Die Magenentleerungsrate ist für viele Absorptionsprozesse von wesentlicher Bedeutung,
da sie die Anflutung einer Substanz in den Dünndarm determiniert. Eine verzögerte Magenentleerung durch fett- oder ballaststoffreiche Mahlzeiten
erhöht mitunter die Freisetzung eines Wirkstoffes
aus bestimmten pharmazeutischen Zubereitungen. Durch die verzögerte Abgabe aus dem
Magen verbessert sich die Absorption solcher
Wirkstoffe, die im Duodenum nur mit geringer
Geschwindigkeit aufgenommen werden. Bei säure- und/oder alkalilabilen Wirkstoffen ist hingegen
eine möglichst schnelle Magenentleerung bzw.

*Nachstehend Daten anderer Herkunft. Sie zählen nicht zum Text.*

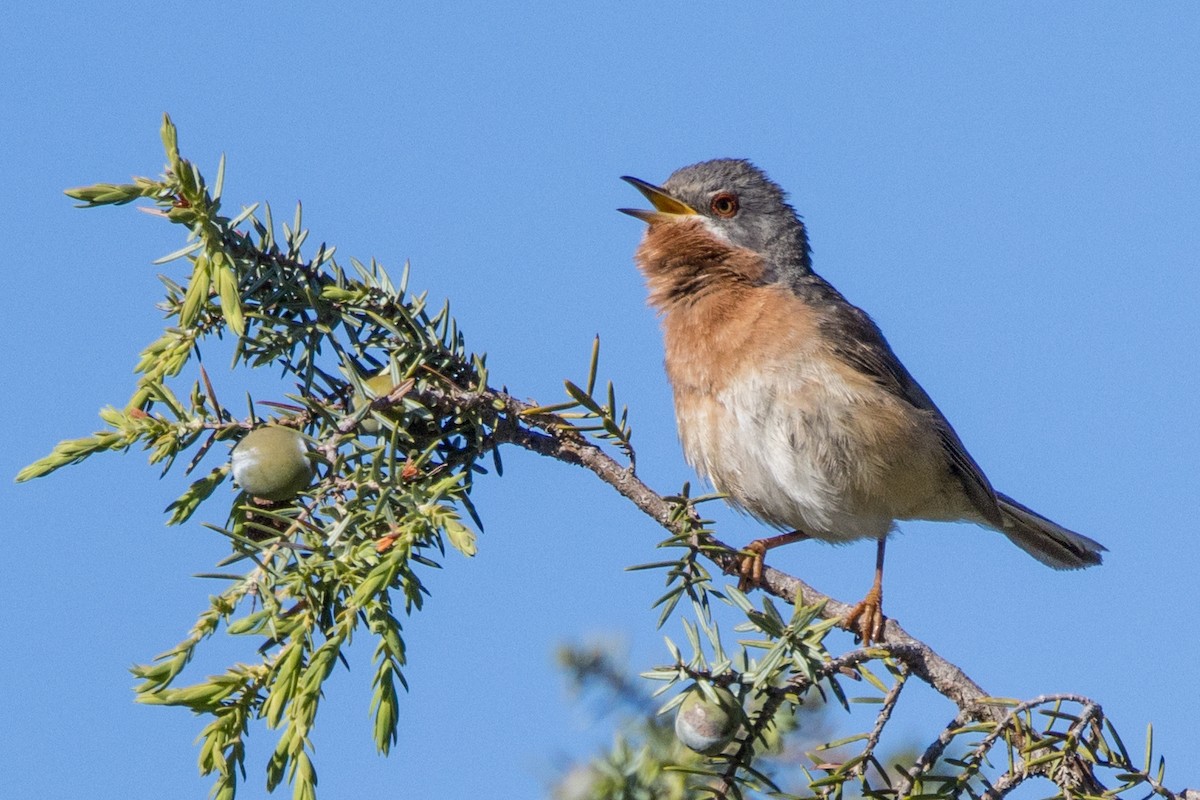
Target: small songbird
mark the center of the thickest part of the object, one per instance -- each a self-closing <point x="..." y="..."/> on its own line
<point x="790" y="400"/>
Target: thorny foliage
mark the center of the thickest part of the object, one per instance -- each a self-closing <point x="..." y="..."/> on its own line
<point x="400" y="419"/>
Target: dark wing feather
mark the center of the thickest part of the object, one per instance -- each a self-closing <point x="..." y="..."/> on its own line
<point x="858" y="341"/>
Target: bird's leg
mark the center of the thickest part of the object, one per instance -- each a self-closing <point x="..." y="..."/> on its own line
<point x="867" y="619"/>
<point x="750" y="569"/>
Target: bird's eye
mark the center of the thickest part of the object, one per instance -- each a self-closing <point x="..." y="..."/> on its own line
<point x="724" y="204"/>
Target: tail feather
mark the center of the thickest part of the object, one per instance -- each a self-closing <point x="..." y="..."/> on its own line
<point x="1048" y="541"/>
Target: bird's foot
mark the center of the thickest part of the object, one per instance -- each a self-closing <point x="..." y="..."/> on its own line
<point x="750" y="566"/>
<point x="865" y="620"/>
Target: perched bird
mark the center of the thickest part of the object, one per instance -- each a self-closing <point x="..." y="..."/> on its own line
<point x="790" y="400"/>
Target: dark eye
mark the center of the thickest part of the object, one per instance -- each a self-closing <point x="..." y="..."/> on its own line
<point x="724" y="204"/>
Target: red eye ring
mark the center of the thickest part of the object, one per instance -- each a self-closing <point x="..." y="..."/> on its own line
<point x="724" y="204"/>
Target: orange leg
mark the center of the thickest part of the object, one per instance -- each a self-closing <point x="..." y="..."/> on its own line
<point x="750" y="570"/>
<point x="867" y="619"/>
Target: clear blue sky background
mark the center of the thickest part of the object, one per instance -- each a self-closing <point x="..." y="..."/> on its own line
<point x="1011" y="190"/>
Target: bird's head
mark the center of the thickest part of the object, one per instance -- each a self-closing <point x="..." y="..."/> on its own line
<point x="736" y="203"/>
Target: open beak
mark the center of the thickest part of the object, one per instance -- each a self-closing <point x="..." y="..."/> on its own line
<point x="664" y="204"/>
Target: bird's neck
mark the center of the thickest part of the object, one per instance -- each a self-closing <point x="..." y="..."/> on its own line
<point x="683" y="263"/>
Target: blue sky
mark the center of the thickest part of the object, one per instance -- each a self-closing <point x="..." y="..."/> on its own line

eine rasche Absorption angestrebt. So sind beispielsweise Digoxin und Penizilline säurelabil,
ebenso wie das Makrolidantibiotikum Erythromycin. Verminderungen der Bioverfügbarkeit kann in
diesen Fällen durch ein säureresistentes Coating
des Arzneistoffs entgegengewirkt werden.
Bei einigen lipophilen Arzneistoffen verbessert
sich die Bioverfügbarkeit bei gleichzeitigem Verzehr von fetthaltigen Mahlzeiten. Dies beruht, je
nach Stoff, auf einer verstärkten Aufnahme in Mizellen oder einer besseren Löslichkeit dieser Arzneistoffe in Gegenwart erhöhter Konzentrationen
von Gallensalzen und Lezithin. Darüber hinaus
sind einige Wirkstoffe besser verträglich, wenn
sie zusammen mit Nahrung verabreicht werden.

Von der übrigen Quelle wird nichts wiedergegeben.